American film producer

Alvin H. Perlmutter, Executive Director of The Independent Production Fund, has produced television programming for over thirty years. Perlmutter’s television programs have aired on PBS, the commercial networks and cable in this country and have also been broadcast throughout Europe and the Far East.

Prior to forming his own company, Perlmutter was NBC News Vice President where he was responsible for all network documentaries and news magazine programs and earlier as Director of Public Affairs Programming and Program Manager of WNBC-TV, New York.

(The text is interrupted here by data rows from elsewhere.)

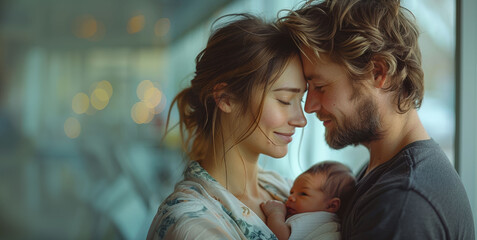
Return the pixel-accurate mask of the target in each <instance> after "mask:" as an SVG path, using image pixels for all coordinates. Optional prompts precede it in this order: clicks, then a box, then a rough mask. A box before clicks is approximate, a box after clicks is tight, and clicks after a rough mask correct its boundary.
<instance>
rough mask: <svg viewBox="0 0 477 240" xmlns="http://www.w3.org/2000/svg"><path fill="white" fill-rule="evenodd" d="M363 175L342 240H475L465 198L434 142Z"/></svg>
mask: <svg viewBox="0 0 477 240" xmlns="http://www.w3.org/2000/svg"><path fill="white" fill-rule="evenodd" d="M365 171H366V169H363V170H362V171H361V172H360V173H359V174H358V177H357V178H358V185H357V190H356V193H355V194H354V196H353V198H352V199H351V201H350V205H349V206H348V207H347V208H346V209H347V210H346V212H345V215H344V217H343V223H342V229H341V233H342V237H343V239H433V240H434V239H456V240H457V239H464V240H467V239H472V240H473V239H475V236H474V234H475V233H474V223H473V218H472V212H471V208H470V204H469V199H468V197H467V194H466V192H465V190H464V187H463V185H462V182H461V180H460V178H459V175H458V174H457V172H456V171H455V169H454V168H453V166H452V165H451V164H450V162H449V159H448V158H447V157H446V155H445V154H444V152H443V151H442V149H441V148H440V147H439V145H438V144H437V143H436V142H435V141H434V140H432V139H431V140H424V141H417V142H414V143H411V144H409V145H407V146H406V147H404V148H403V149H402V150H401V151H400V152H399V153H398V154H397V155H396V156H394V157H393V158H392V159H391V160H389V161H387V162H386V163H384V164H382V165H380V166H378V167H376V168H375V169H373V170H372V171H371V172H369V173H368V174H367V175H366V176H364V173H365Z"/></svg>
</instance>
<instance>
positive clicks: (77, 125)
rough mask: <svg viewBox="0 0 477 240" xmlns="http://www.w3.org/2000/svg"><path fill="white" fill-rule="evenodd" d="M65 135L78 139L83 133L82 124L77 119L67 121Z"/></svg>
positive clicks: (65, 125) (65, 129)
mask: <svg viewBox="0 0 477 240" xmlns="http://www.w3.org/2000/svg"><path fill="white" fill-rule="evenodd" d="M64 129H65V134H66V136H67V137H69V138H72V139H73V138H77V137H78V136H79V135H80V133H81V124H80V123H79V121H78V120H77V119H76V118H73V117H70V118H68V119H66V121H65V124H64Z"/></svg>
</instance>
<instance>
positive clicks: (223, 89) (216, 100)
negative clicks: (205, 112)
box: [214, 83, 232, 113]
mask: <svg viewBox="0 0 477 240" xmlns="http://www.w3.org/2000/svg"><path fill="white" fill-rule="evenodd" d="M226 87H227V83H219V84H217V85H215V86H214V101H215V104H217V107H219V109H220V110H222V112H225V113H230V112H232V105H231V102H230V95H229V94H227V92H225V88H226Z"/></svg>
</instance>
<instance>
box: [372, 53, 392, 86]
mask: <svg viewBox="0 0 477 240" xmlns="http://www.w3.org/2000/svg"><path fill="white" fill-rule="evenodd" d="M373 64H374V68H373V78H374V79H373V80H374V87H376V88H383V86H384V84H385V83H386V79H387V75H388V70H389V67H388V65H387V64H386V62H385V61H384V60H382V59H380V58H374V59H373Z"/></svg>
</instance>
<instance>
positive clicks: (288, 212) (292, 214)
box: [286, 207, 297, 219]
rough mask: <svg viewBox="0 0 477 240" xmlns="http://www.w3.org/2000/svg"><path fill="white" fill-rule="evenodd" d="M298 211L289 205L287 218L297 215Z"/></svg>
mask: <svg viewBox="0 0 477 240" xmlns="http://www.w3.org/2000/svg"><path fill="white" fill-rule="evenodd" d="M296 213H297V212H296V211H295V209H293V208H291V207H287V216H286V219H288V218H289V217H291V216H293V215H295V214H296Z"/></svg>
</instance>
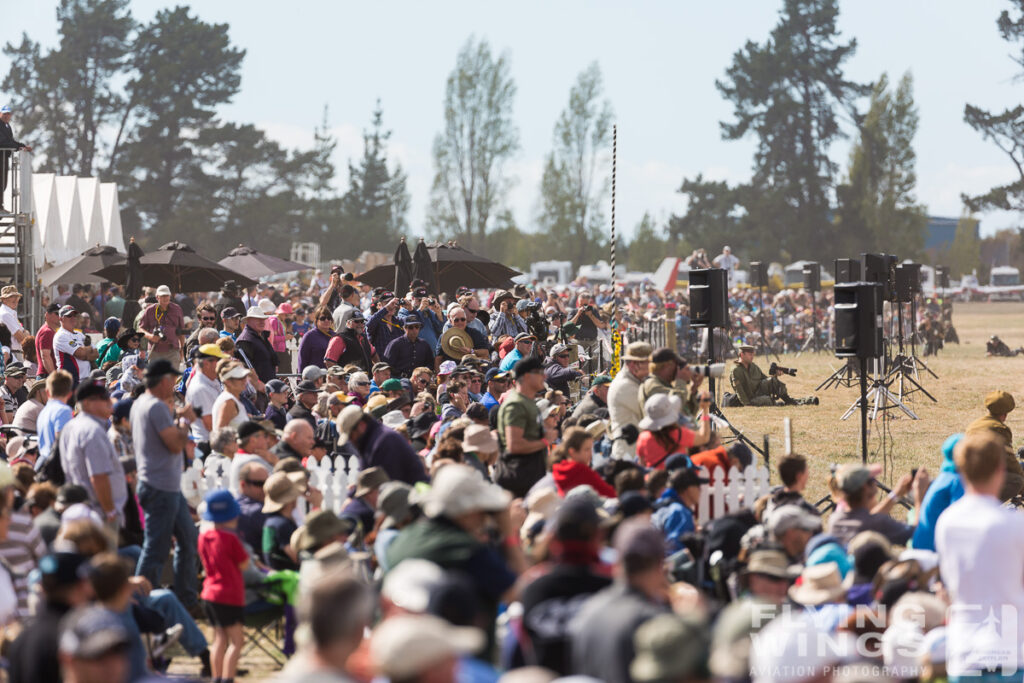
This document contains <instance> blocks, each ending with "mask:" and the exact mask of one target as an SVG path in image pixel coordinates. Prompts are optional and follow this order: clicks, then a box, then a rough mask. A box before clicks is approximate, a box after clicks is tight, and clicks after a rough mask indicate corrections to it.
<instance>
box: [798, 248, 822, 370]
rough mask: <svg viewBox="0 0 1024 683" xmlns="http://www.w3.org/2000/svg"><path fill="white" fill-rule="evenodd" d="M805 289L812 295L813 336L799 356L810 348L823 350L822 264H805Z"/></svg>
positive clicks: (816, 349)
mask: <svg viewBox="0 0 1024 683" xmlns="http://www.w3.org/2000/svg"><path fill="white" fill-rule="evenodd" d="M803 270H804V289H805V290H806V291H807V292H808V293H809V294H810V295H811V335H810V336H809V337H808V338H807V339H806V340H805V341H804V345H803V346H801V347H800V350H799V351H797V355H798V356H800V354H801V353H803V352H804V351H806V350H807V349H808V348H809V349H811V350H812V351H814V352H817V351H820V350H822V347H821V340H820V339H818V303H817V301H818V292H820V291H821V264H819V263H815V262H814V261H811V262H809V263H805V264H804V269H803Z"/></svg>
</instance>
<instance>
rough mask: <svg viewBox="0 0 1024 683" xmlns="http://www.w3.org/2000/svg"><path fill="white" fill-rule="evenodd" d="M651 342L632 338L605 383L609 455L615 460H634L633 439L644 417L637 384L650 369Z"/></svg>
mask: <svg viewBox="0 0 1024 683" xmlns="http://www.w3.org/2000/svg"><path fill="white" fill-rule="evenodd" d="M650 354H651V348H650V344H647V343H645V342H633V343H632V344H630V345H629V346H627V347H626V353H624V354H623V367H622V370H620V371H618V374H617V375H615V379H613V380H612V381H611V384H610V385H609V386H608V418H609V420H610V422H611V424H610V429H611V436H612V438H613V439H614V440H613V442H612V445H611V457H612V458H614V459H616V460H634V459H635V458H636V441H637V437H639V435H640V428H639V426H638V425H639V424H640V421H641V420H642V419H643V405H641V404H640V385H641V383H642V382H643V381H644V379H645V378H646V377H647V374H648V373H649V372H650V368H649V366H648V362H649V360H650Z"/></svg>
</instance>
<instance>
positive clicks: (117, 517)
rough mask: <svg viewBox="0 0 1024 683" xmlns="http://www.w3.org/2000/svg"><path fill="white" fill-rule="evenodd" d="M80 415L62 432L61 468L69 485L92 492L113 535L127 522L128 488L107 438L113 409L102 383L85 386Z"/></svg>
mask: <svg viewBox="0 0 1024 683" xmlns="http://www.w3.org/2000/svg"><path fill="white" fill-rule="evenodd" d="M75 398H76V404H77V405H78V415H77V416H76V417H75V419H73V420H72V421H71V422H69V423H68V424H67V425H66V426H65V428H63V429H62V430H61V432H60V464H61V465H62V467H63V471H65V476H67V478H68V483H73V484H78V485H80V486H82V487H83V488H85V489H86V490H87V492H89V503H90V506H91V507H92V508H93V509H94V510H96V511H97V512H99V513H100V514H101V515H102V517H103V521H104V522H105V523H106V528H108V529H109V530H110V531H112V532H113V533H117V531H118V529H119V528H120V527H121V525H122V524H123V522H124V514H123V512H122V511H123V510H124V508H125V503H126V502H127V501H128V484H127V482H126V480H125V471H124V468H123V467H122V466H121V461H120V459H119V458H118V454H117V451H115V449H114V444H113V443H111V441H110V439H109V438H108V437H106V422H108V420H110V419H111V415H112V413H113V407H112V404H111V394H110V393H108V391H106V387H105V386H104V384H103V382H102V381H87V382H83V383H82V384H81V385H80V386H79V387H78V392H77V393H76V396H75Z"/></svg>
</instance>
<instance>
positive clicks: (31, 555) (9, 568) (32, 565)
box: [0, 512, 46, 617]
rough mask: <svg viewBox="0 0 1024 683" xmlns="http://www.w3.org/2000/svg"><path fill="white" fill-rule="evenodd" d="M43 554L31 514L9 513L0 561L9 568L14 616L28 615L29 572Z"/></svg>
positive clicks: (43, 544) (2, 542) (12, 512)
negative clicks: (2, 560)
mask: <svg viewBox="0 0 1024 683" xmlns="http://www.w3.org/2000/svg"><path fill="white" fill-rule="evenodd" d="M45 554H46V544H44V543H43V539H42V537H41V536H39V529H37V528H36V527H35V526H34V525H33V523H32V515H30V514H28V513H25V512H12V513H11V515H10V526H9V527H8V529H7V540H6V541H2V542H0V560H3V562H4V563H5V564H6V565H7V567H8V568H9V569H10V573H11V578H12V579H13V581H14V591H15V592H16V593H17V615H18V616H23V617H24V616H29V615H30V612H29V572H30V571H32V570H33V569H35V568H36V566H38V565H39V560H40V558H42V557H43V555H45Z"/></svg>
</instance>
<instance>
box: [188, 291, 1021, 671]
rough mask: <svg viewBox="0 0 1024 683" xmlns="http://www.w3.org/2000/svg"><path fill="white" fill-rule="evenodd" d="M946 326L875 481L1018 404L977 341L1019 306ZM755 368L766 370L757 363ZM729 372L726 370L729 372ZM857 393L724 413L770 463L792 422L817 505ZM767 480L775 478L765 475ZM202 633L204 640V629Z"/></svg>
mask: <svg viewBox="0 0 1024 683" xmlns="http://www.w3.org/2000/svg"><path fill="white" fill-rule="evenodd" d="M953 323H954V325H955V326H956V330H957V332H958V333H959V337H961V344H959V345H956V344H951V345H948V346H947V347H946V348H945V349H943V350H942V351H940V353H939V355H938V357H935V356H932V357H929V358H927V359H926V361H927V362H928V365H929V367H930V368H931V369H932V370H933V371H935V373H936V374H937V375H938V376H939V379H935V378H933V377H931V376H930V375H927V374H925V375H924V376H923V377H922V378H921V382H922V384H923V385H924V386H925V388H926V389H928V391H929V392H931V393H932V394H933V395H934V396H935V397H936V398H937V399H938V402H937V403H933V402H932V401H931V400H929V399H928V398H927V397H925V396H923V395H921V394H915V395H913V396H912V397H911V398H910V400H909V401H908V403H907V404H908V405H909V407H910V409H911V410H912V411H913V412H914V413H916V415H918V416H919V417H920V418H921V419H920V420H910V419H909V418H907V417H905V416H904V415H902V413H900V412H891V413H893V415H894V419H892V420H890V421H889V427H890V431H891V435H892V452H891V453H892V461H891V463H889V466H887V468H886V472H885V474H884V475H883V479H884V480H885V481H887V482H890V483H891V481H892V480H894V479H898V478H899V476H901V475H902V474H903V473H905V472H908V471H909V470H910V469H911V468H913V467H926V468H928V470H929V471H930V472H932V473H933V474H934V473H935V472H937V471H938V468H939V463H940V461H941V455H940V453H939V447H940V446H941V444H942V441H943V440H945V438H946V436H948V435H949V434H952V433H954V432H956V431H958V430H962V429H963V428H964V427H965V426H966V425H967V424H968V423H969V422H970V421H971V420H973V419H974V418H976V417H978V416H979V415H981V414H982V413H983V412H984V410H985V409H984V405H983V402H982V401H983V399H984V396H985V394H986V393H988V392H989V391H991V390H992V389H995V388H1001V389H1006V390H1007V391H1010V392H1011V393H1013V394H1014V395H1015V396H1016V397H1018V399H1019V400H1024V355H1022V356H1020V357H1016V358H986V357H985V341H986V340H987V339H988V337H989V335H991V334H993V333H995V334H998V335H999V337H1001V338H1002V340H1004V341H1006V342H1007V344H1009V345H1010V347H1011V348H1015V347H1017V346H1021V345H1024V304H1021V303H991V304H989V303H965V304H958V305H956V307H955V308H954V311H953ZM757 362H758V364H759V365H761V366H762V368H763V369H764V370H765V371H767V365H766V364H765V362H764V359H763V358H761V357H759V358H758V360H757ZM781 365H784V366H786V367H792V368H795V369H797V370H798V375H797V377H795V378H794V377H787V378H785V380H786V385H787V386H788V388H790V393H791V394H792V395H794V396H805V395H810V394H811V393H814V388H815V387H816V386H817V385H818V384H820V383H821V381H822V380H823V379H824V378H825V377H827V376H828V375H829V374H830V373H831V372H833V370H835V369H836V368H838V367H839V361H838V360H837V359H836V357H835V356H834V355H831V354H830V353H825V352H822V353H817V354H815V353H804V354H802V355H800V356H799V357H796V356H794V355H788V356H783V358H782V361H781ZM730 369H731V368H730ZM858 392H859V389H855V388H849V389H847V388H840V389H829V390H823V391H820V392H817V396H818V397H819V399H820V401H821V402H820V404H819V405H802V407H790V408H746V409H729V410H727V411H726V416H727V417H728V418H729V420H730V421H731V422H732V423H733V425H735V426H736V427H737V428H738V429H740V430H742V431H743V433H744V434H746V435H748V436H749V437H750V438H751V439H752V440H754V442H755V443H758V444H759V445H760V444H761V442H762V437H763V435H764V434H768V435H769V439H770V445H771V447H770V452H771V460H772V461H773V462H774V461H777V459H778V458H780V457H781V456H782V449H783V440H782V430H783V427H782V420H783V418H786V417H788V418H791V419H792V421H793V436H794V447H795V450H796V451H797V452H798V453H802V454H805V455H806V456H807V457H808V461H809V463H810V467H811V480H810V489H809V490H808V492H807V498H809V499H810V500H812V501H815V500H817V499H818V498H820V497H821V496H822V495H824V493H825V492H826V482H827V480H828V476H829V465H830V464H833V463H837V464H842V463H849V462H857V461H859V459H860V436H859V434H860V418H859V414H854V415H853V416H851V417H850V419H849V420H846V421H842V420H840V417H841V416H842V415H843V413H844V412H845V411H846V409H847V408H848V407H849V405H850V404H851V403H852V402H853V401H854V400H855V399H856V397H857V395H858ZM1009 424H1010V426H1011V428H1012V429H1014V430H1015V431H1016V432H1018V433H1024V408H1022V409H1021V410H1019V411H1016V412H1014V413H1012V414H1011V415H1010V419H1009ZM880 425H881V423H880V422H878V423H873V424H870V425H869V428H870V435H869V441H868V452H869V458H870V460H871V461H872V462H881V458H880V455H879V454H878V453H877V451H878V447H879V437H878V434H877V427H879V426H880ZM772 481H773V482H775V481H777V476H776V475H775V474H774V472H773V475H772ZM203 629H204V631H205V632H206V633H207V635H208V636H212V634H211V633H210V631H209V629H208V628H206V624H205V623H204V624H203ZM241 666H243V667H245V668H247V669H249V670H250V675H249V676H248V677H247V680H266V679H269V678H272V677H273V675H274V673H275V668H274V667H273V665H272V663H271V661H270V660H269V659H268V657H266V656H265V655H263V654H262V653H260V652H258V651H257V652H250V653H248V654H247V655H245V656H243V657H242V661H241ZM171 672H172V676H174V677H188V676H196V675H197V674H198V673H199V666H198V664H197V660H196V659H189V658H186V657H183V658H180V659H176V660H175V664H174V665H173V666H172V668H171Z"/></svg>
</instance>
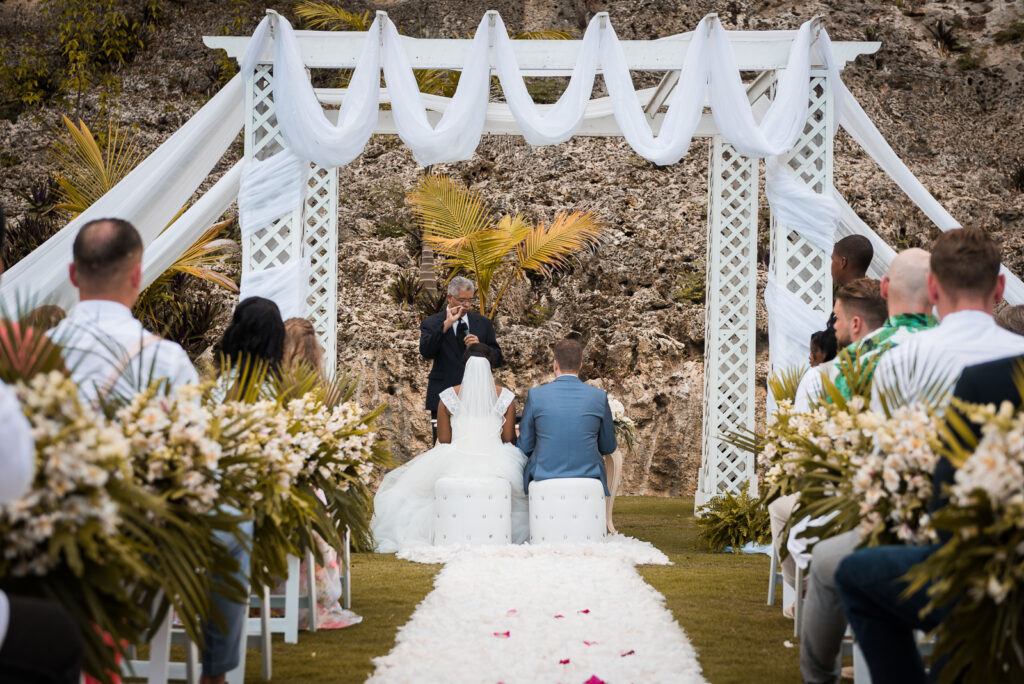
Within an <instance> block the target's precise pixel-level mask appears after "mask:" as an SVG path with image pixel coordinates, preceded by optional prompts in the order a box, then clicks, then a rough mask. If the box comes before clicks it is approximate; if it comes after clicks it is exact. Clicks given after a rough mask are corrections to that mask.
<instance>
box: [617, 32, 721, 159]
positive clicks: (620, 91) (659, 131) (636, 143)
mask: <svg viewBox="0 0 1024 684" xmlns="http://www.w3.org/2000/svg"><path fill="white" fill-rule="evenodd" d="M711 20H712V17H709V16H706V17H705V18H703V19H701V20H700V24H699V25H698V26H697V28H696V31H694V32H693V39H692V40H691V41H690V44H689V47H688V48H687V49H686V53H685V58H684V59H683V61H682V65H683V66H682V69H681V71H680V75H679V82H678V83H677V84H676V88H675V90H674V91H673V93H672V95H671V96H670V99H669V111H668V112H667V113H666V115H665V120H664V121H663V122H662V128H660V131H659V132H658V135H657V136H655V135H654V134H653V133H652V132H651V130H650V125H649V124H648V123H647V118H646V116H645V115H644V113H643V109H641V106H640V102H639V101H638V100H637V97H636V90H635V89H634V88H633V79H632V77H631V76H630V71H629V66H628V65H627V62H626V55H625V54H624V53H623V47H622V45H620V43H618V37H617V36H616V35H615V30H614V29H612V28H611V25H610V24H609V25H607V26H606V27H605V29H604V31H603V35H602V37H601V69H602V74H603V76H604V84H605V86H606V87H607V89H608V96H609V97H611V104H612V109H613V111H614V116H615V123H617V124H618V129H620V130H621V131H622V132H623V137H625V138H626V141H627V142H629V144H630V146H631V147H633V151H634V152H636V153H637V154H638V155H640V156H641V157H643V158H644V159H646V160H648V161H650V162H653V163H654V164H658V165H660V166H665V165H667V164H675V163H676V162H678V161H679V160H680V159H682V158H683V156H684V155H685V154H686V151H687V149H689V146H690V141H691V140H692V139H693V132H694V131H696V128H697V124H698V123H700V114H701V112H702V111H703V102H705V95H706V93H707V90H708V79H709V75H710V73H711V70H710V66H709V54H708V50H707V49H706V47H705V46H706V45H707V42H708V32H709V25H710V24H711Z"/></svg>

He has been the recipient of six national prime-time Emmys, the Peabody Award and five Ace Awards for excellence in programming on cable television.

He was executive producer of the public affairs magazine series, The Great American Dream Machine (PBS), and he was also the co-executive producer of Joseph Campbell and the Power of Myth with Bill Moyers (PBS).  His more recent productions include Muslims, a two-hour Frontline special, God and Government, also for public television, and IPF’s latest documentary, Beyond Borders: Undocumented Mexican Americans.

==Personal life==

Perlmutter graduated from Syracuse University. He is a son ofJennie and Fred Perlmutter.

In 1994, he married Joan Konner, dean of the Columbia University Graduate School of Journalism. Konner and Perlmutter co-produced the documentaries Joseph Campbell and the Power of Myth with Bill Moyers, She Says: Women in News, and The Mystery of Love.